The houses of Sir Alexander Burnes and of Captain Johnson, the paymaster of the Shah’s troops, were contiguous to each other in the city. On the preceding night, Captain Johnson had slept in cantonments. The expectant Resident was at home. Beneath his roof was his brother, Lieutenant Charles Burnes; and Lieutenant William Broadfoot, an officer of rare merit, who had been selected to fill the office of military secretary to the minister elect, and had just come in from Charekur to enter upon his new duties. It was now the anniversary of the day on which his brother had been slain by Dost Mahomed’s troopers, in the disastrous affair of Purwundurrah; and it must have been with some melancholy recollections of the past, and some dismal forebodings of the future, that he now looked down from the upper gallery of Burnes’s house, upon the angry crowd that was gathering beneath it.
Before daylight on that disastrous morning a friendly Afghan sought admittance to Burnes’s house, eager to warn him of the danger with which he was encompassed.

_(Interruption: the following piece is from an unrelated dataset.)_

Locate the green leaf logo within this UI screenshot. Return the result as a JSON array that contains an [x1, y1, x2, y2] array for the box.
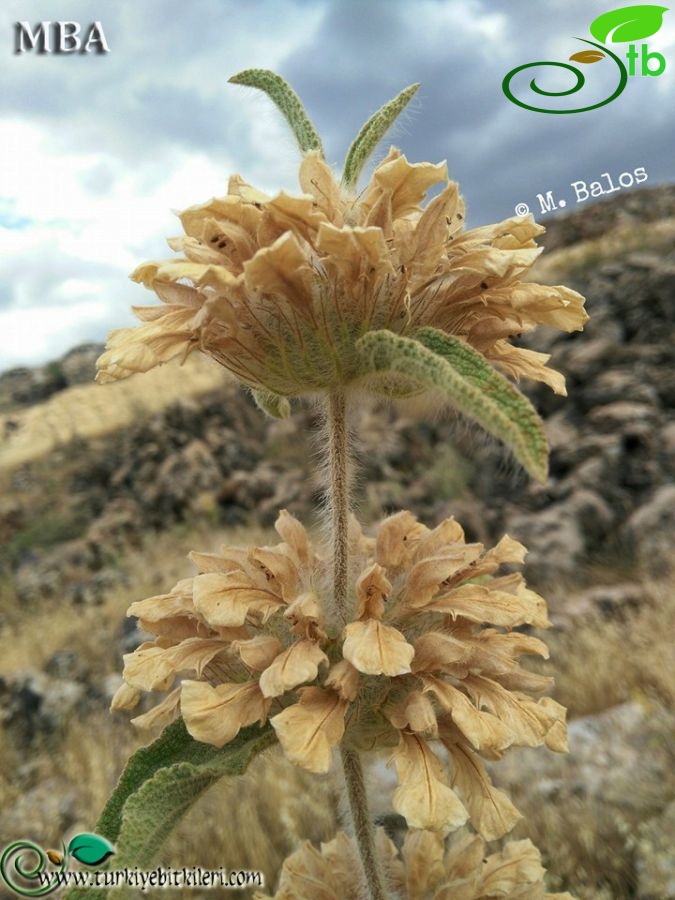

A plot had been hatched on the preceding night; and one of its first objects was said to be the assassination of the new Resident. But Burnes had nothing but incredulity to return to such friendly warnings. The man went. The insurgents were gathering. Then came Oosman Khan, the Wuzeer, crossing Burnes’s threshold, with the same ominous story on his lips. It was no longer permitted to the English officer to wrap himself up in an impenetrable cloak of scepticism. Already was there a stir in the streets. Already was an excited populace assembling beneath his windows. Earnestly the Afghan minister spoke of the danger, and implored Burnes to leave his house, to accompany him to the Balla Hissar, or to seek safety in cantonments. The Englishman, deaf to these appeals, confident that he could quell the tumult, and scorning the idea of quitting his post, rejected the friendly counsel of the Wuzeer, and remained to face the fury of the mob.